Leetcode #715: Range Module
In this guide, we solve Leetcode #715 Range Module in Python and focus on the core idea that makes the solution efficient.
You will see the intuition, the step-by-step method, and a clean Python implementation you can use in interviews.
Problem Statement
A Range Module is a module that tracks ranges of numbers. Design a data structure to track the ranges represented as half-open intervals and query about them.
Quick Facts
- Difficulty: Hard
- Premium: No
- Tags: Design, Segment Tree, Ordered Set
Intuition
We need to support multiple operations efficiently, so the internal design matters most.
Choosing the right combination of structures is the key to meeting the constraints.
Approach
List the required operations and select data structures that optimize them.
Implement each operation with clear invariants.
Steps:
- List the required operations.
- Pick supporting structures.
- Implement methods with clear invariants.
Example
Input
["RangeModule", "addRange", "removeRange", "queryRange", "queryRange", "queryRange"]
[[], [10, 20], [14, 16], [10, 14], [13, 15], [16, 17]]
Output
[null, null, null, true, false, true]
Explanation
RangeModule rangeModule = new RangeModule();
rangeModule.addRange(10, 20);
rangeModule.removeRange(14, 16);
rangeModule.queryRange(10, 14); // return True,(Every number in [10, 14) is being tracked)
rangeModule.queryRange(13, 15); // return False,(Numbers like 14, 14.03, 14.17 in [13, 15) are not being tracked)

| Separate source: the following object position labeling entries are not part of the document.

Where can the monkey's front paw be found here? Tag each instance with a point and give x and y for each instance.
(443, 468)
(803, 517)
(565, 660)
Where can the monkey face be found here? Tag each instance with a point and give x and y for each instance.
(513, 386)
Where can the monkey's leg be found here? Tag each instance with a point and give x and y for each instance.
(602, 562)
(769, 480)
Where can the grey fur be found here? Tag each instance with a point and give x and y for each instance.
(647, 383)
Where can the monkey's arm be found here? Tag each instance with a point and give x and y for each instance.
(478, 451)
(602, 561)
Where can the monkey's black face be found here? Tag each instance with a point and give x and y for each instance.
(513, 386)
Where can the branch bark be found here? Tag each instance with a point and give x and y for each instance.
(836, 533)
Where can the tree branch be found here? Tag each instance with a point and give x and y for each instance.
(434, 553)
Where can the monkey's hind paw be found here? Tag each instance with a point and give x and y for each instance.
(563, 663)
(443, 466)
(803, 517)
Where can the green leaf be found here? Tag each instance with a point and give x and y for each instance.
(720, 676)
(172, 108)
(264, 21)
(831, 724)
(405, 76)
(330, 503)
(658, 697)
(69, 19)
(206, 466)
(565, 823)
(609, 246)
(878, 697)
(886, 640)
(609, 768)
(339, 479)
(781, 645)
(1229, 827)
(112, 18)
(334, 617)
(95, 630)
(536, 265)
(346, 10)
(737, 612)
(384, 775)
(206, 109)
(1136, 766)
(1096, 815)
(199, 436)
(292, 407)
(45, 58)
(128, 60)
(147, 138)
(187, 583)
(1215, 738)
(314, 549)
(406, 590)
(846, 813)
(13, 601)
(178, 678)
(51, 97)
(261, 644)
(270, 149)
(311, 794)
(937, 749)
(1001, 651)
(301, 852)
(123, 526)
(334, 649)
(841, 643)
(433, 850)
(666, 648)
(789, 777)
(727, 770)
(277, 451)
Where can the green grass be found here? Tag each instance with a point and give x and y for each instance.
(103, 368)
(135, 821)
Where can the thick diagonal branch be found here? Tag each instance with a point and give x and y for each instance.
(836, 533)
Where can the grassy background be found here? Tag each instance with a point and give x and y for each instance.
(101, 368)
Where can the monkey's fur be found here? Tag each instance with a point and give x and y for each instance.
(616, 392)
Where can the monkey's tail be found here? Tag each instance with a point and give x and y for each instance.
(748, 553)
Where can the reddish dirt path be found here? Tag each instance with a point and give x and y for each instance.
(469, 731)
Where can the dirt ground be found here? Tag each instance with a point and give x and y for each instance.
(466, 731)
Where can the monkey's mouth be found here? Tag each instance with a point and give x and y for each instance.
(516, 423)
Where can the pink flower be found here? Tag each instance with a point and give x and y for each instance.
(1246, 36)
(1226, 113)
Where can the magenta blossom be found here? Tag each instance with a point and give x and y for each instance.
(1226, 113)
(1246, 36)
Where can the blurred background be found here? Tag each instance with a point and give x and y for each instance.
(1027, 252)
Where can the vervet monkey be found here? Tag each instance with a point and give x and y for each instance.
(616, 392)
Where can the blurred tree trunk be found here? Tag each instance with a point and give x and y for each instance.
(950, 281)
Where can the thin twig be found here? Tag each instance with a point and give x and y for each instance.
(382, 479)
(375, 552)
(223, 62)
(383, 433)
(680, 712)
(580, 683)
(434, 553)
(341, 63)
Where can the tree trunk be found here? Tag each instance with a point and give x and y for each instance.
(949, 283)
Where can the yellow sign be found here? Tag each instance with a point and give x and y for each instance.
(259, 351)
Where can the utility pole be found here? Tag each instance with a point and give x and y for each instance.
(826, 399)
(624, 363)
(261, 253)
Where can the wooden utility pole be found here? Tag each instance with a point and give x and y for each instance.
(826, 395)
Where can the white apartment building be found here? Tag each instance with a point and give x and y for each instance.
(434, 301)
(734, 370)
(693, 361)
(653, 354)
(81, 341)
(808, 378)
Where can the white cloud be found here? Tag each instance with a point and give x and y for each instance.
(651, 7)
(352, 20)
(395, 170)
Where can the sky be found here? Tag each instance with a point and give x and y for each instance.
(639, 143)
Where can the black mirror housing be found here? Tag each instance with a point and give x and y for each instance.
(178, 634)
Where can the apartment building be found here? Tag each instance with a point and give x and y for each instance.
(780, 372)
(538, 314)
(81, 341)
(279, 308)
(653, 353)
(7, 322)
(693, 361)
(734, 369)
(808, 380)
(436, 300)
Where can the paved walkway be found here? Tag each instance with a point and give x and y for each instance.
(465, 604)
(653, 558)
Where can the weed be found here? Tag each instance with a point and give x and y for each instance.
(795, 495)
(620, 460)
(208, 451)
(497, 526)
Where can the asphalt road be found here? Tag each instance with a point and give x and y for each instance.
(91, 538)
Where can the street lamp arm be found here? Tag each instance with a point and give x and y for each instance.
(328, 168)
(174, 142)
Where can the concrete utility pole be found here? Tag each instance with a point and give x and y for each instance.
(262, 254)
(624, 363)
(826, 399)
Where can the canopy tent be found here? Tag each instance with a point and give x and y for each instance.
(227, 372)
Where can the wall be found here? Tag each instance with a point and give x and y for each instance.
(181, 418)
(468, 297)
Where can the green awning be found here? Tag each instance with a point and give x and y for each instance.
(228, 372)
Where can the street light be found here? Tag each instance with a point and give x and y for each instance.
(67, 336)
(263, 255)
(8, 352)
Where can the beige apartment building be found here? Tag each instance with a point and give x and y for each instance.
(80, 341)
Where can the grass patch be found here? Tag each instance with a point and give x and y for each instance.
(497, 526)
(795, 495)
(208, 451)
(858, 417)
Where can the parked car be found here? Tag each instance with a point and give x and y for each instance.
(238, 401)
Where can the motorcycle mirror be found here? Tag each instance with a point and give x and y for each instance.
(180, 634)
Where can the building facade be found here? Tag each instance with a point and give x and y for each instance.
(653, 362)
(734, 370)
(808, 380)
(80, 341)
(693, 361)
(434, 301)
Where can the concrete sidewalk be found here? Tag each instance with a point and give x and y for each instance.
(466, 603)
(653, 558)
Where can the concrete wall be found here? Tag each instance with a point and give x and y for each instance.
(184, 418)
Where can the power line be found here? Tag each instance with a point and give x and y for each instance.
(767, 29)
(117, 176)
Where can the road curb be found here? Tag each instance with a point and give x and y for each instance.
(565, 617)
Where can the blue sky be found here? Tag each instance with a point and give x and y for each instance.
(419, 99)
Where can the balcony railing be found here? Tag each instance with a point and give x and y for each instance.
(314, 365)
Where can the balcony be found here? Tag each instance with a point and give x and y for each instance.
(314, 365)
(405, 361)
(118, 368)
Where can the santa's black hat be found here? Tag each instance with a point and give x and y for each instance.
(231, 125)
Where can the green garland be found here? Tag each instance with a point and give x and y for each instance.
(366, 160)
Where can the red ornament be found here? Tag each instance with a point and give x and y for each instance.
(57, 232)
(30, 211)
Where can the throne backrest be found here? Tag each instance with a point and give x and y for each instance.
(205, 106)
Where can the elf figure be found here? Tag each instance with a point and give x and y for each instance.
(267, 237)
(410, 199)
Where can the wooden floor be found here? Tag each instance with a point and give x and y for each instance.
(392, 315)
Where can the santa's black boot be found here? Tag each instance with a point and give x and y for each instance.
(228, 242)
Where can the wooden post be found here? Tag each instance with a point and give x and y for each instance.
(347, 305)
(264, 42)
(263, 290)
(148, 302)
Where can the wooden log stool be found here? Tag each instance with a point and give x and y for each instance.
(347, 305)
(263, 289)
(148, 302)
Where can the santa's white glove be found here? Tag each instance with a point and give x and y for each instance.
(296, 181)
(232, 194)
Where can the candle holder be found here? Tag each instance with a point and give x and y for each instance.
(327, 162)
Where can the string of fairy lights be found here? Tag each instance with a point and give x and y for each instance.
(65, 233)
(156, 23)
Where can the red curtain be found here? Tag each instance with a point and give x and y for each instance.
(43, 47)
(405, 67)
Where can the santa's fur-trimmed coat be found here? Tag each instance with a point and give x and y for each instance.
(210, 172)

rangeModule.queryRange(16, 17); // return True, (The number 16 in [16, 17) is still being tracked, despite the remove operation)
Python Solution
class Node:
__slots__ = ['left', 'right', 'add', 'v']
def __init__(self):
self.left = None
self.right = None
self.add = 0
self.v = False
class SegmentTree:
__slots__ = ['root']
def __init__(self):
self.root = Node()
def modify(self, left, right, v, l=1, r=int(1e9), node=None):
if node is None:
node = self.root
if l >= left and r <= right:
if v == 1:
node.add = 1
node.v = True
else:
node.add = -1
node.v = False
return
self.pushdown(node)
mid = (l + r) >> 1
if left <= mid:
self.modify(left, right, v, l, mid, node.left)
if right > mid:
self.modify(left, right, v, mid + 1, r, node.right)
self.pushup(node)
def query(self, left, right, l=1, r=int(1e9), node=None):
if node is None:
node = self.root
if l >= left and r <= right:
return node.v
self.pushdown(node)
mid = (l + r) >> 1
v = True
if left <= mid:
v = v and self.query(left, right, l, mid, node.left)
if right > mid:
v = v and self.query(left, right, mid + 1, r, node.right)
return v
def pushup(self, node):
node.v = bool(node.left and node.left.v and node.right and node.right.v)
def pushdown(self, node):
if node.left is None:
node.left = Node()
if node.right is None:
node.right = Node()
if node.add:
node.left.add = node.right.add = node.add
node.left.v = node.add == 1
node.right.v = node.add == 1
node.add = 0
class RangeModule:
def __init__(self):
self.tree = SegmentTree()
def addRange(self, left: int, right: int) -> None:
self.tree.modify(left, right - 1, 1)
def queryRange(self, left: int, right: int) -> bool:
return self.tree.query(left, right - 1)
def removeRange(self, left: int, right: int) -> None:
self.tree.modify(left, right - 1, -1)
# Your RangeModule object will be instantiated and called as such:
# obj = RangeModule()
# obj.addRange(left,right)
# param_2 = obj.queryRange(left,right)
# obj.removeRange(left,right)
Complexity
The time complexity is Varies by operation. The space complexity is .
Edge Cases and Pitfalls
Watch for boundary values, empty inputs, and duplicate values where applicable. If the problem involves ordering or constraints, confirm the invariant is preserved at every step.
Summary
This Python solution focuses on the essential structure of the problem and keeps the implementation interview-friendly while meeting the constraints.